Pour répondre à ces défis tout en prenant en compte la dimension transnationale de ce type de trafic, la communauté internationale s’est mobilisée. Le droit international – avec une première convention dès 1970 – a contribué à poser le cadre juridique dans lequel les Etats s’inscrivent pour protéger les biens culturels. Mais, de plus en plus, il s’agit de dépasser la logique de protection et de restitution des biens culturels pour développer la lutte sur le plan pénal. C’est donc dans l’optique d’identifier des pistes pour renforcer l’efficacité de la lutte contre le trafic illicite de biens culturels que la table ronde du 13 novembre s’est tenue.

Expertise spécifique et nécessaire coordination

Pièces dont la provenance est difficile à identifier, objets parfois minuscules et très facilement transportables… Du point de vue opérationnel, enquêter sur le trafic de biens culturels requiert tout d’abord une expertise spécifique. Au niveau national, la mise en place d’unités de police spécialisées est un atout, a expliqué lors de la table ronde le major Paolo Montorsi, des Carabiniers. Cette force de gendarmerie italienne, qui dispose d’un département spécialisé sur le patrimoine culturel, accompagne par exemple l’Irak dans la formation d’une unité dédiée à ce sujet.

Par ailleurs, les services de police doivent pouvoir s’appuyer sur des outils partagés, tels que des bases de données recensant les objets volés. La base française Treima recense ainsi près de 33 000 dossiers, a rappelé Corinne Chartrelle, ancienne cheffe adjointe de l’Office central de lutte contre le trafic de biens culturels (OCBC). Les 100 000 photos d’objets qui s’y trouvent permettent aux enquêteurs, lors d’une perquisition, de vérifier rapidement si l’objet a été signalé.

L’enquête nécessite également une coopération accrue entre services d’enquête et la collaboration avec d’autres administrations. « Il faut briser les silos au niveau national », explique David Hotte, coordinateur de la facilité CFT/AML de l’Union européenne. Afin de mobiliser une expertise publique diversifiée, les Carabiniers italiens collaborent par exemple avec les ministères italiens de l’Intérieur, de la Défense et de la Culture. Cette coordination est également nécessaire à l’échelle internationale, afin que les actions des différents acteurs mobilisés dans la lutte contre le trafic de biens culturels – Interpol, Unesco, Union européenne… – soient complémentaires.
 

Lire aussi : David Hotte : « Rendre plus opérationnels les mécanismes pour lutter contre le blanchiment d’argent et le financement du terrorisme »

 

Le rôle du secteur privé et de la société civile

Dernier enjeu : mieux travailler avec le secteur privé et la société civile, tout en sensibilisant le grand public. « Tout le monde a une responsabilité », a expliqué Sophie Delepierre, du Conseil international des musées (ICOM).
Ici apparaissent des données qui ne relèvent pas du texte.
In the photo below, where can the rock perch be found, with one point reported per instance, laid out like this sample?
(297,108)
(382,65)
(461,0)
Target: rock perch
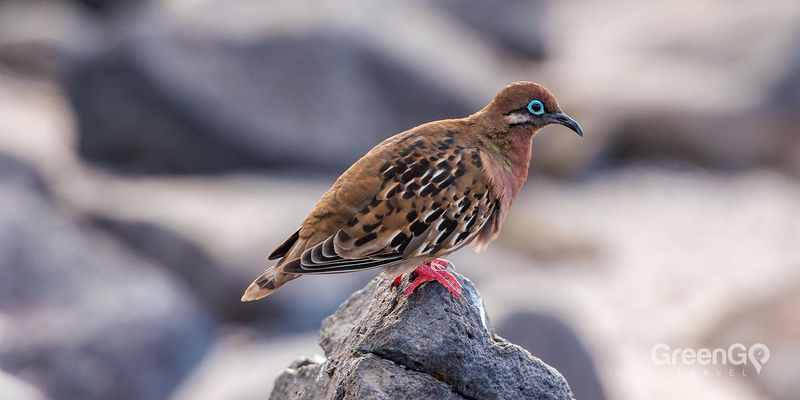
(382,345)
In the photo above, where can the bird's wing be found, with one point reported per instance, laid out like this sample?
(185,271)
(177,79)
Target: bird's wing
(433,198)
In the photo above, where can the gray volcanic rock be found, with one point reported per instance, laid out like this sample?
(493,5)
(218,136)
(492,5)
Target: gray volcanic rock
(80,317)
(382,345)
(184,105)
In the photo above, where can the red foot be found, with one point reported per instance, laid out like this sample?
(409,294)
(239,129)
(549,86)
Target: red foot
(435,270)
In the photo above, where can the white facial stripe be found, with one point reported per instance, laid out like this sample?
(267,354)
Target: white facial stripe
(517,118)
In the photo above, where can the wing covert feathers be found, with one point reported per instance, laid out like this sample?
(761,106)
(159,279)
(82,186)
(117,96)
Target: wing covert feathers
(429,197)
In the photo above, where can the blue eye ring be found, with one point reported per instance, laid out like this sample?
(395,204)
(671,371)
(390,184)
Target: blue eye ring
(536,107)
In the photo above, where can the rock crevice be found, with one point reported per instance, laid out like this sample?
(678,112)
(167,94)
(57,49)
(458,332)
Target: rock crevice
(381,345)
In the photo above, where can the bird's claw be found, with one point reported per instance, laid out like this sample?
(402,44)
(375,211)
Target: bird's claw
(436,270)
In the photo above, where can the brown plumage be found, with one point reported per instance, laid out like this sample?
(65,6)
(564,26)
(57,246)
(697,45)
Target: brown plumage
(420,194)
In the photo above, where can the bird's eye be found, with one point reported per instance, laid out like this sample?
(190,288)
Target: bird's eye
(536,107)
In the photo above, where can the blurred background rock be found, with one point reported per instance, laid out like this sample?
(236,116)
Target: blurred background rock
(153,152)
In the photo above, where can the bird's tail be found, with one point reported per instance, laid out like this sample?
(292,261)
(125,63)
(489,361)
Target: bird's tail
(267,283)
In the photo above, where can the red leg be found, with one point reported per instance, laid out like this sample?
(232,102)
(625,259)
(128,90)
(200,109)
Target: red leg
(435,270)
(397,280)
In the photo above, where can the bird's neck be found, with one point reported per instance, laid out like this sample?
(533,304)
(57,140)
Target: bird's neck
(512,152)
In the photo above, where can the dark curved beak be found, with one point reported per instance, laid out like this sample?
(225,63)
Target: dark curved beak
(564,119)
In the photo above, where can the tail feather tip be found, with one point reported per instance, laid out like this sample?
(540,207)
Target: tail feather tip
(255,292)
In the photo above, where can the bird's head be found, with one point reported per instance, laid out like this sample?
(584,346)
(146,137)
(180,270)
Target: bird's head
(527,107)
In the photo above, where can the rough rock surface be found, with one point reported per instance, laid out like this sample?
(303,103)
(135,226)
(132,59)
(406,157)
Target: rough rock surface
(381,345)
(193,106)
(81,318)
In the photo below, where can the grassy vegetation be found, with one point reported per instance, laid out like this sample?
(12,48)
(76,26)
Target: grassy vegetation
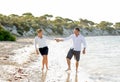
(27,21)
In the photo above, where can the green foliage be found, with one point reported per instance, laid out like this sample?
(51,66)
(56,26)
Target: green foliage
(27,20)
(6,36)
(117,25)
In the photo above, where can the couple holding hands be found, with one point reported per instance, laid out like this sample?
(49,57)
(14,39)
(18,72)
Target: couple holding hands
(42,48)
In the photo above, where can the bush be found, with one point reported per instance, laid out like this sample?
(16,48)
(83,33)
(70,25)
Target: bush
(6,36)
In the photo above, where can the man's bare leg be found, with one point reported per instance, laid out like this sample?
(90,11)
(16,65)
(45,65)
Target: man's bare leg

Pour aller plus loin et être plus réactifs, elle a insisté sur le besoin de se connaître, d’échanger et de définir précisément le rôle de chacun. Les professionnels des musées (conservateurs, responsables d’inventaire…), par exemple, jouent déjà un rôle dans la lutte contre le trafic de biens culturels : éthique des acquisitions, élaboration de notice des objets volés et de listes rouges pour faciliter l’identification des objets par les services de police, ou encore formations et mise à disposition d’experts pour l’authentification des objets.

Cette mobilisation du secteur privé et de la société civile sera d’ailleurs une priorité de la Facilité CFT/AML de l’Union européenne, qui intègre la question du trafic de biens culturels au sujet, plus large, de la lutte contre le blanchiment d’argent et le financement du terrorisme. Lancé en 2019, ce projet mobilisera de l’expertise publique européenne dans le but de renforcer les capacités des Etats partenaires sur l’ensemble de la chaîne pénale (renseignement, police, justice, douanes…). « Dans ce domaine, seule la coopération entre pairs est efficace », a souligné Maria Sanchez, de la direction générale de la coopération internationale et du développement de la Commission européenne (DG DEVCO).